Mars colonists will be risking their lives to open up a whole new world. Even so, there is no shortage of volunteers. Many thousands would go if they could figure out how to pay for it. A settlement charter which has the force of law simply by the agreement of its members can provide the how (regarding funding; technology is a separate issue.)
Nobody owns unclaimed property. Nobody can grant it (unless they first claim it which is prohibited to sovereigns if they signed the OST.) All ownership of property starts with a claim. Claims are not the divine right of sovereigns; anybody can make a claim. Making a reasonable claim in an orderly manner by many individuals gives it legal force. The 49er miners could explain that. So let's assume all martians start with ownership of a single square kilometer (they can buy more from others if they so choose.) What does that mean with regard to a martians wealth?
Undeveloped land is close to worthless but could be sold for some amount. Developed land has value. Land can be developed simply by putting work into it; but generally land is developed at a cost of materials and labor. When sold, that cost is recovered along with some profit (if sufficient demand exists.) That recovered cost can be rolled over to develop more land. So would a single square kilometer offer millions in profit potential? Let's see...
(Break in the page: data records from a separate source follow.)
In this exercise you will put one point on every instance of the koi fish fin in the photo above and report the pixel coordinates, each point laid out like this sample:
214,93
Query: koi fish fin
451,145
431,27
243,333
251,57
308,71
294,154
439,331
With 86.4% utilization (nothing landlocked) 432 plots of 2000 square meters (40m x 50m, about a half acre each) would be available for sale from a single claim. Divide 432 into a million means every $2315 in profit provides a million dollars. Renting could provide a similar profit. So even if not fully developed, if you could by labor add $10/hr to the value of your land (landscape it in preparation for further development) it would take only a few weeks to improve it to that value. If you paid material and labor to build a habitat worth $100k you could certainly get more than a few thousand in profits. This makes every martian a millionaire provided they overcome two issues (demand and transportation costs.) Supply is restricted and enforced by agreement to the settlement charter which provides the legal basis for land claims.
The key issue is demand. Where would that come from? New colonist would be the main factor. While they could spend months in a temporary shelter building their own permanent habitats it makes sense for them to have one waiting on their arrival. The reason is they will have to spend the same amount of money on labor and materials whether they build it themselves or someone builds it for them. Giving someone a few percent profit to do the work is just how economies function.
None of this works if the colonists can't afford to get to mars which could cost as much as $100m for each. (Update: $41m each.) Is that too hard a nut to crack? Not at all. We've just established that a single claim is potentially worth millions. That would imply that 1000 square kilometers is potentially worth billions. That gives a company a reason to take that risk. They just have to look past a quarterly report.
So a legally binding settlement charter allows a claim of 1000 sq. km. to a transportation company for each colonist they provide free transportation to. Problem solved. The transportation company isn't going to get that money immediately. It will take time, but it is potentially worth trillions** (definitely tens of billions, but real estate isn't their only source of profit) to any company that sees the light. It will take colonists. Those colonists will improve the value of land including company holdings which they can sell to people on both planets. Elon says 10,000 colonists over the next few decades is reasonable. That would do it. Especially if the volunteers already to go now were to find out they get to become millionaires for their trouble as well. Sign me up.
We should also do the company math as well. Let's say it costs them $100m per person to transport them to mars (it won't. It will be much less if done right.) So how much would they have to sell undeveloped land for to break even? 1000 sq. km. or 400,000 quarter hectare plots would be $250 per quarter hectare for break even. They might not get that but they could certainly get something that would defer their costs. Developed and undeveloped land are two different products. Developed land value should not suffer even with a large supply of undeveloped land. Companies would have an incentive to bring in labor to increase the value of their holdings but even that shouldn't adversely affect the value of colonists developed land.
Economics doesn't stop at real estate. Colonists will all have their specialties providing products and services to other colonists. Let's leave Marxism (and all it's derivatives) on earth. Free enterprise will open up the solar system (and galaxy and universe and multi-verse if that actually exists.)
Back to outline
**If they transportation companies could choose not to sell their land (this really can't happen as it would be too expensive) they would end up owning 99.9% of the land between them, but this would still not result in a company town. What it would mean is any from those companies choosing to retire on mars would have a dynasty that would endure for generations.